Hoge Raad: WOZ-waarde serviceflat te hoog vastgesteld
Door Beheerder ~ 15 februari 2012. Opgeslagen onder: Gemeentelijke belastingen, Opmerkelijk Nieuws.Voor een appartement in een flat voor ouderen (te Zeist) is onlangs beslist dat de servicekostenverplichting een waardedrukkende factor kan zijn voor de vaststelling van de WOZ-waarde. In dit geval bedroegen de maandelijkse servicekosten waar tegenover de bewoner diensten ontvangt die met de flat samenhangen (onderhoudskosten gebouw, installaties, tuin, schoonmaakkosten, opstalverzekering, aandeel verwarming/elektra/water) € 308 per maand , terwijl dergelijke kosten bij een ‘normaal’ appartement maar € 98 per maand bedroegen. Het Hof keurde daarom goed dat het gekapitaliseerde bedrag van deze verplichting, berekend op circa € 50.000, in mindering kon worden gebracht op de WOZ-waarde zoals die door de Gemeente Zeist oorspronkelijk werd vastgesteld.
Goed nieuws voor eigenaars van serviceflats is dat de Hoge Raad onlangs (d.d. 3 februari 2012, nr. 10/04573) de berekeningswijze van het Hof heeft goedgekeurd. Zowel de Waarderingskamer WOZ en het Ministerie van Financiën hebben nog niet op dit arrest gereageerd. Bij de vaststelling van de WOZ-beschikking 2012 zal een gemeente/belastingsamenwerking naar verwachting geen rekening hebben gehouden met de hoge servicekostenverplichting van serviceflats.
Vreemd is overigens wel dat de Staatssecretaris vorig jaar wel met een goedkeuring is gekomen (d.d. 25 november 2011, nr. BLKB2011/1541M) voor de erfbelasting, waarbij voor 2010 en 2011 de lagere waarde in het economisch verkeer van de servceflat mag worden aangehouden in plaats van de WOZ-waarde, terwijl voor de inkomstenbelasting (eigenwoningforfait of box 3-inkomsten) deze goedkeuring uitdrukkelijk niet geldt.
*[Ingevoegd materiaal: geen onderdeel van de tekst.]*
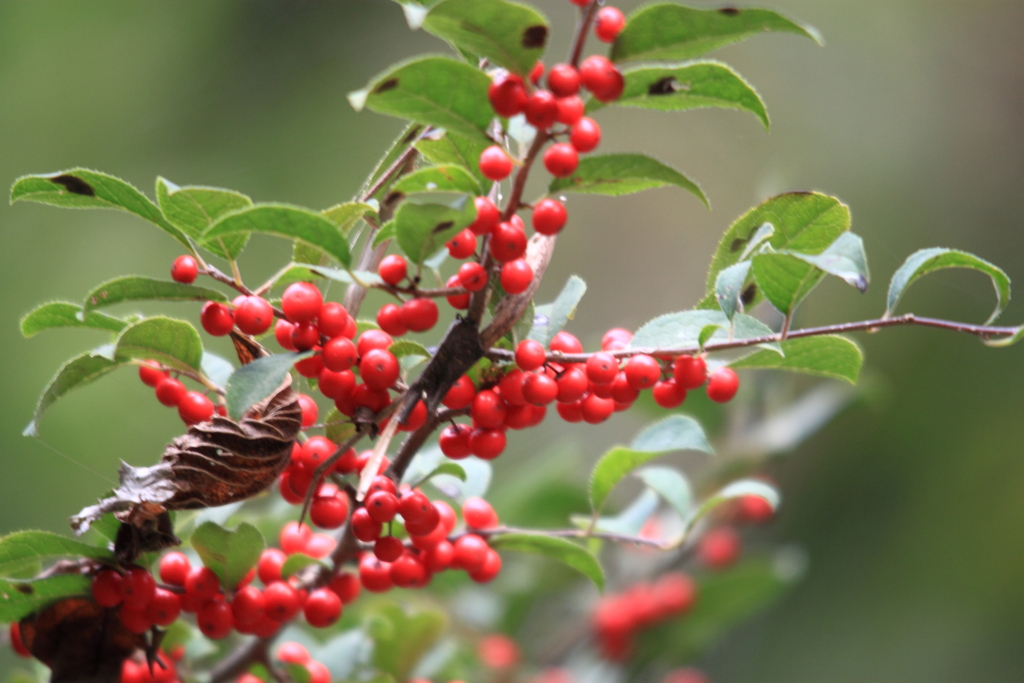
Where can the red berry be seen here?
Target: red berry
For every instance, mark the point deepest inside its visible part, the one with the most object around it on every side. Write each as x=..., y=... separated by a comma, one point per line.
x=170, y=391
x=561, y=160
x=507, y=95
x=392, y=268
x=322, y=609
x=107, y=588
x=563, y=80
x=722, y=385
x=542, y=110
x=339, y=354
x=549, y=216
x=388, y=548
x=508, y=242
x=488, y=409
x=610, y=22
x=301, y=302
x=495, y=164
x=419, y=314
x=642, y=372
x=570, y=110
x=516, y=276
x=253, y=315
x=184, y=269
x=690, y=372
x=174, y=567
x=151, y=375
x=379, y=369
x=585, y=135
x=478, y=513
x=195, y=408
x=217, y=318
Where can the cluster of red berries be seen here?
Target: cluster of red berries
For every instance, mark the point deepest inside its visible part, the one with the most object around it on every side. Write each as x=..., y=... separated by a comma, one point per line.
x=617, y=616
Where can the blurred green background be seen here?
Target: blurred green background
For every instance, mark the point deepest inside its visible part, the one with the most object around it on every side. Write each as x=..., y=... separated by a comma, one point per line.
x=909, y=506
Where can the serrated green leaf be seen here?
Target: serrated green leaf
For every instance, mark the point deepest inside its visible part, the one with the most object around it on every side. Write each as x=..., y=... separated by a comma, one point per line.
x=64, y=314
x=254, y=382
x=136, y=288
x=827, y=355
x=82, y=188
x=18, y=599
x=507, y=34
x=928, y=260
x=673, y=32
x=550, y=318
x=687, y=86
x=75, y=373
x=284, y=221
x=557, y=549
x=804, y=222
x=29, y=548
x=448, y=178
x=623, y=174
x=433, y=90
x=229, y=554
x=194, y=209
x=423, y=228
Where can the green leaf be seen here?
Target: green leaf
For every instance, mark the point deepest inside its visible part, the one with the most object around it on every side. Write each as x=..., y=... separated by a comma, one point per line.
x=448, y=178
x=254, y=382
x=671, y=484
x=507, y=34
x=136, y=288
x=684, y=330
x=677, y=432
x=28, y=548
x=827, y=355
x=285, y=221
x=623, y=174
x=687, y=86
x=550, y=318
x=557, y=549
x=78, y=372
x=673, y=32
x=423, y=228
x=194, y=209
x=229, y=554
x=928, y=260
x=82, y=188
x=174, y=343
x=434, y=90
x=297, y=561
x=804, y=222
x=64, y=314
x=18, y=599
x=443, y=147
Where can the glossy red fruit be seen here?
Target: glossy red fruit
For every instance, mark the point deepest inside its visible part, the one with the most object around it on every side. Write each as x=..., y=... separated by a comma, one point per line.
x=420, y=314
x=253, y=315
x=542, y=110
x=722, y=385
x=507, y=95
x=495, y=164
x=609, y=24
x=563, y=80
x=463, y=245
x=217, y=318
x=184, y=269
x=322, y=609
x=392, y=268
x=487, y=216
x=585, y=135
x=561, y=160
x=195, y=408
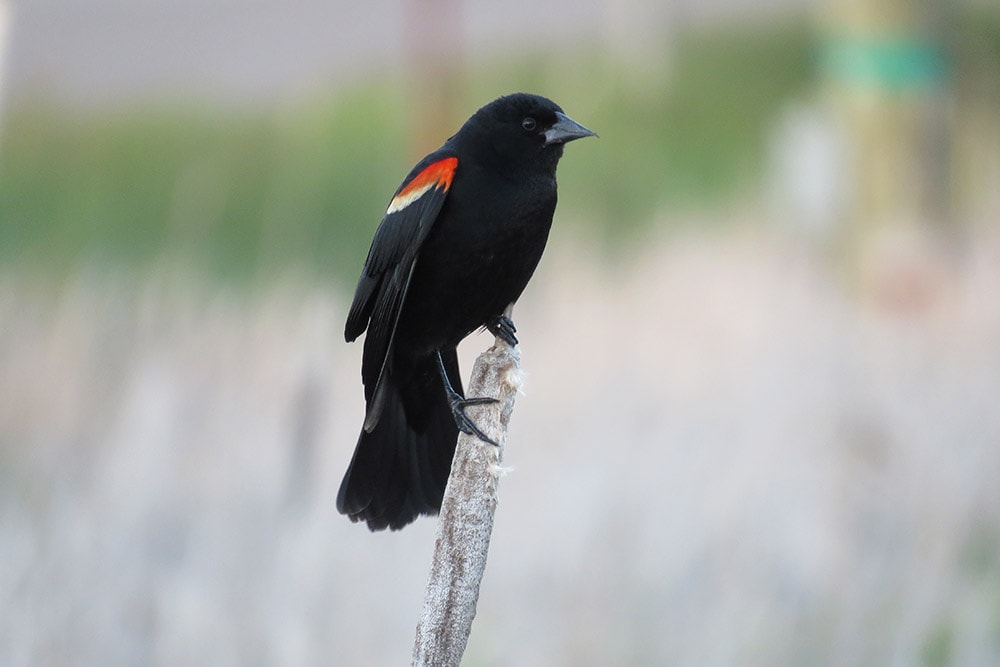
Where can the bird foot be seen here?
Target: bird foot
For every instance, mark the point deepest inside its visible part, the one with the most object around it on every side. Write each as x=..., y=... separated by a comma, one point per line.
x=503, y=328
Let dus bij een serviceflat extra goed op de hoogte van de WOZ-beschikking 2012. En zeker wanneer die maar een paar procent lager is dan de WOZ-beschikking 2011 is dat een extra reden om tijdig bezwaar daartegen aan te tekenen!
Bron: Gerechtshof te Amsterdam (d.d. 9 september 2010, nr. 09/00219)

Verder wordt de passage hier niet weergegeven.